All lasers have three key elements in common: An excitation source, a gain medium, and a resonator. The excitation source uses externally supplied power to put a gain medium into an excited state. This excited state of a laser medium is characterized by a so-called population inversion, which enables the medium to amplify light due to a physical process called stimulated emission, first described by Albert Einstein (LASER = “Light Amplification by Stimulated Emission of Radiation). Fiber bragg gratings inside the fiber act as mirrors around the gain medium to form an optical resonator, which on the one hand traps optical energy inside the resonator for further amplification, but also enables the out-coupling of a certain part of the optical energy in one direction by means of a partially transparent mirror. This out-coupled part of the optical energy is the laser beam that can be used for various purposes.
TRUMPF has developed in-house a proprietary scheme for coupling the light from the pump laser diodes into the active medium of the gain fiber.
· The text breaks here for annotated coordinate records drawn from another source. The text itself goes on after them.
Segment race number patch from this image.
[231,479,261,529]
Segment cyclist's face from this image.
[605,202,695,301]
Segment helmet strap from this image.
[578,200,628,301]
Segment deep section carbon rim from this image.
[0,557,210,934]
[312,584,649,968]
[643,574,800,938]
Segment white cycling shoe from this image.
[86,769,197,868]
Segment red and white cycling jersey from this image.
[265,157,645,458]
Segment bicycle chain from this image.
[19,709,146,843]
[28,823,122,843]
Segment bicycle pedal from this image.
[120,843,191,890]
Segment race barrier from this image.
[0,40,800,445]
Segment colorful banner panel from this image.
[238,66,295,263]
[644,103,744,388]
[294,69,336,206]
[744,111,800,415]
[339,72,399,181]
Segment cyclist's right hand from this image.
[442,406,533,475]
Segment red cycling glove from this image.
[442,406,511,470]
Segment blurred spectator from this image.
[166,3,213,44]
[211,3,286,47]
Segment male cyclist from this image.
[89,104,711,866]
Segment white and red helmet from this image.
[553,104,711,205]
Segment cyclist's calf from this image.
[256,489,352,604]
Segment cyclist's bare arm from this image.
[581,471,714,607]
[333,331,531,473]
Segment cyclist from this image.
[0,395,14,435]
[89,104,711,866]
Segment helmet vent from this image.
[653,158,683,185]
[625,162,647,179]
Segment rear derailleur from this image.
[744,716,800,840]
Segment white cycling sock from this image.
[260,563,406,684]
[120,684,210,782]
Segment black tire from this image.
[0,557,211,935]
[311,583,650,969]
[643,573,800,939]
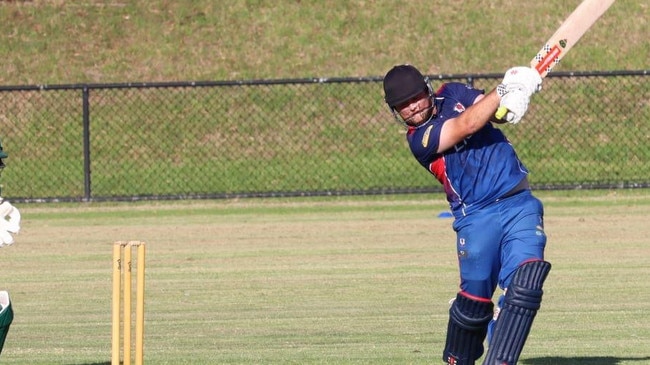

The scheme, known as ‘GT-Wave’ (see diagram) has the pump fiber held in contact with the gain fiber over its whole length, of many meters. Some of the pump light enters the gain fiber each time the internally reflected rays impinge on the interface. As these rays then cross the rare earth (Ytterbium) doped core, they are partially absorbed and excite the gain medium. Thus over the length of the gain fiber, all the pump light is smoothly and continuously absorbed. This scheme offers advantages of ease of scaling to higher laser powers with addition of extra pump modules, the avoidance of ‘hot-spots’ on the end faces of the gain fiber from usual end pumping schemes and a uniform gain profile from the deposition of the pump energy along the length of the gain fiber.
So a fiber laser is a type of laser which uses fiber doped with rare-earth elements (erbium, thulium, ytterbium) etc. as active laser medium. This differentiates the fiber laser to other types of laser available on the market, where the active laser medium is a crystal (e.g. disk laser) or gas (e.g. CO2 laser).
Fiber lasers provide absolute efficiency, precisely control speed and power through accurate management of the beam length, duration, intensity, and heat output.